Machinists usually work to very small tolerances, usually within 0.010" or 0.25 mm (more commonly expressed as ±0.005" or ±0.13 mm) , and sometimes at tolerances as low as 0.0001" (0.0025 mm) for specialty operations. A machinist deals with all facets of shaping, cutting and some aspects of forming metal, except for welding, which is typically a separate trade. The operations most commonly performed by machinists are milling, drilling, turning, and grinding.
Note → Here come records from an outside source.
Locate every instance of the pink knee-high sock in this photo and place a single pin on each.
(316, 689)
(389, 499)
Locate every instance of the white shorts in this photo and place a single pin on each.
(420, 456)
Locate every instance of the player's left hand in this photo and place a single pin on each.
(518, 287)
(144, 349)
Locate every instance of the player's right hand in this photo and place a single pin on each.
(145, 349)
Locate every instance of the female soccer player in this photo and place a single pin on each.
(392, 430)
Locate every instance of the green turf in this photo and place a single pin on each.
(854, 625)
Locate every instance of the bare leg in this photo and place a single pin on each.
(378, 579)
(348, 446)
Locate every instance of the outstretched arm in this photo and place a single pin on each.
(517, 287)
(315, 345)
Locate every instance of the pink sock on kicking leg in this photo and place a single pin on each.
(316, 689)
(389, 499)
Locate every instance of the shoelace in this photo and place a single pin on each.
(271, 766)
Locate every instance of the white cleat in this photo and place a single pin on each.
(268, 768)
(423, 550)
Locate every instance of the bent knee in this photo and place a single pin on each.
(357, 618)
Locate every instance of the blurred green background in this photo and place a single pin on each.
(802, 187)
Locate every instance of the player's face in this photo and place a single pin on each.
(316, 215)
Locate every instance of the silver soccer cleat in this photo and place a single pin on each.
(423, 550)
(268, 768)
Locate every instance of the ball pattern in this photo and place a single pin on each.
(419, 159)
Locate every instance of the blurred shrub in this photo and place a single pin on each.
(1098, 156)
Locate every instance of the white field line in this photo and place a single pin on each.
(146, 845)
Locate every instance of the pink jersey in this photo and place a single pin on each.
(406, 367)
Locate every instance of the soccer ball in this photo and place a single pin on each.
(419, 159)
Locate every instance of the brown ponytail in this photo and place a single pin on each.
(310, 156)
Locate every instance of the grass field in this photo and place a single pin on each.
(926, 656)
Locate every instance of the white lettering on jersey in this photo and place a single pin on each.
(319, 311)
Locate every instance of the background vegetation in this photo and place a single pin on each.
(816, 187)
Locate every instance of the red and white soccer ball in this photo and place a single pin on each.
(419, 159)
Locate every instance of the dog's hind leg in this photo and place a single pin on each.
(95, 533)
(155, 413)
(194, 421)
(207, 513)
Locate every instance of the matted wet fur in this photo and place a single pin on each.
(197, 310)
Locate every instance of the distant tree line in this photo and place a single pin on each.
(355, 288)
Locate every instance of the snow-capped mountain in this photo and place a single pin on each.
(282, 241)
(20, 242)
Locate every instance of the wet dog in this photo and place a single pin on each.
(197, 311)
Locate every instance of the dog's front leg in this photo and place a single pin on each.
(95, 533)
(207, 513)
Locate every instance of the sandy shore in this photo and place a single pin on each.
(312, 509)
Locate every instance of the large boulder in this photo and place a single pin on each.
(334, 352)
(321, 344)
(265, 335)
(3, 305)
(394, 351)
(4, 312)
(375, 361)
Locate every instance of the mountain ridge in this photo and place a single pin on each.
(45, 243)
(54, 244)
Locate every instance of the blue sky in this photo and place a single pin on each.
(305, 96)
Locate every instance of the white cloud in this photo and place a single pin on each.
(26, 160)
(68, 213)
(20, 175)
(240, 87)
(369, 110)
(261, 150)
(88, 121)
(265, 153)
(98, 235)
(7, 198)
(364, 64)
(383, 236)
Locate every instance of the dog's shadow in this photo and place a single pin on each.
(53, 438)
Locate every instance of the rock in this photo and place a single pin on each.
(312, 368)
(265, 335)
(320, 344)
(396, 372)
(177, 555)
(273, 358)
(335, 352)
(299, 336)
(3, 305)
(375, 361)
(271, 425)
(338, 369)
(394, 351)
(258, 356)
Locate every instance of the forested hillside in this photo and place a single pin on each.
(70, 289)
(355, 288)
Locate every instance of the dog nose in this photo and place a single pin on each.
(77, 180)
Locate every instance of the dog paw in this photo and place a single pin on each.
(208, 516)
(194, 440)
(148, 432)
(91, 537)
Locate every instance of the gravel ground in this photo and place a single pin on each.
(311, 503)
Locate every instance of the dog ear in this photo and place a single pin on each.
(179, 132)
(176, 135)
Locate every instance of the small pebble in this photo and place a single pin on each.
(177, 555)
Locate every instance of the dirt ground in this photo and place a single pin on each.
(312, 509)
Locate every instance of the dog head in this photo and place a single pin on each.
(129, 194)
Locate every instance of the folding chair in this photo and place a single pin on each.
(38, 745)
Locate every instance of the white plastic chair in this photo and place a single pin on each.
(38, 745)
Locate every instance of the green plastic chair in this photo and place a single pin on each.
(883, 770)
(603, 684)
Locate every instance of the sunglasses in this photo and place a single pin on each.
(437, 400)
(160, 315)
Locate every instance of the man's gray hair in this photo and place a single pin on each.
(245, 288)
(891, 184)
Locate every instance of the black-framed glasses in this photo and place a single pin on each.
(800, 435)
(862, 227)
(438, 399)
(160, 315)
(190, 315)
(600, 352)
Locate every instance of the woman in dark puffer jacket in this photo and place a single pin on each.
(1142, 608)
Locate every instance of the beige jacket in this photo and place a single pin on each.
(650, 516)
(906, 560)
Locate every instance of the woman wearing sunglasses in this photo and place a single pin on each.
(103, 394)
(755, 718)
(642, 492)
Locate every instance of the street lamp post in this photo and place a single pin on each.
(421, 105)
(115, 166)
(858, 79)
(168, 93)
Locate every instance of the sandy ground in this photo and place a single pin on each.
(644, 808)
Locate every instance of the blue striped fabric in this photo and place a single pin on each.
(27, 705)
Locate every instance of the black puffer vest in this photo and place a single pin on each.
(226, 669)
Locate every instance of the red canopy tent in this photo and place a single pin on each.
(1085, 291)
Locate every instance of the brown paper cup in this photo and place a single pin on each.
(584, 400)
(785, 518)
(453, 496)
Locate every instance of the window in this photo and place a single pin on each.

There are other more specialized operations that a machinist will less frequently be called upon to perform such as honing, keyseating, lapping, and polishing, to name a few.

Tools of the machinist
The tools that a machinist is expected to be proficient with fall into 6 broad categories:
Measuring tools: The measuring tools come several basic varieties:
Comparison tools such as adjustable parallels and plain calipers,
Direct reading tools such as rules, scales, and vernier calipers,
Micrometer tools based on screw threads,
Indicator tools based on clockwork gear movements,
Electronic measuring tools based on tranducers. Many of these are digital versions of their mechanical predecessors, as with a digital caliper.
Hand tools: The hand tools are the usual complement of tools found in a complete auto mechanic's set except that auto specialty tools would be absent and some outsized tools would likely be present, such as 1 1/2" (38 mm) open end wrench.
Machine tools: The machine tools have undergone a dramatic shift in the last 20 years. Manual machines have given way to computer numerically controlled machines (CNCs). For clarity's sake a categorization based on the historical groupings will be offered. Each of these groupings has been altered by the advent of CNCs and the CNCs meld some groups and blur the lines between others. In the past, the most common machine tools fall into 4 categories:
Drilling machines, bench, floor, radial, and horizontal
Milling machines, horizontal, vertical, and boring mills
Turning machines, engine lathe, turret lathe, vertical turret lathe, vertical boring mill
Grinding machines, surface, cylindrical, centerless, universal
Workholders: The workholders may include vises, chucks, indexing accessories, pallets, specialty jigs or fixtures, and faceplates
Toolholders: The toolholders may include chucks, cutter adapters, cutter extension, tool posts, indexable turrets, box tools, quick change adapters, arbors, and collets.
Cutting tools: Cutting tools include various milling cutters such as face mills, shell mills, endmills, and form cutters; various drills, reamers, taps, countersinks, counterbores, and core drills; various turning tools, form tools, and threading tools; various grinding wheels distinguished by their geometry, bond, grit size, and compound.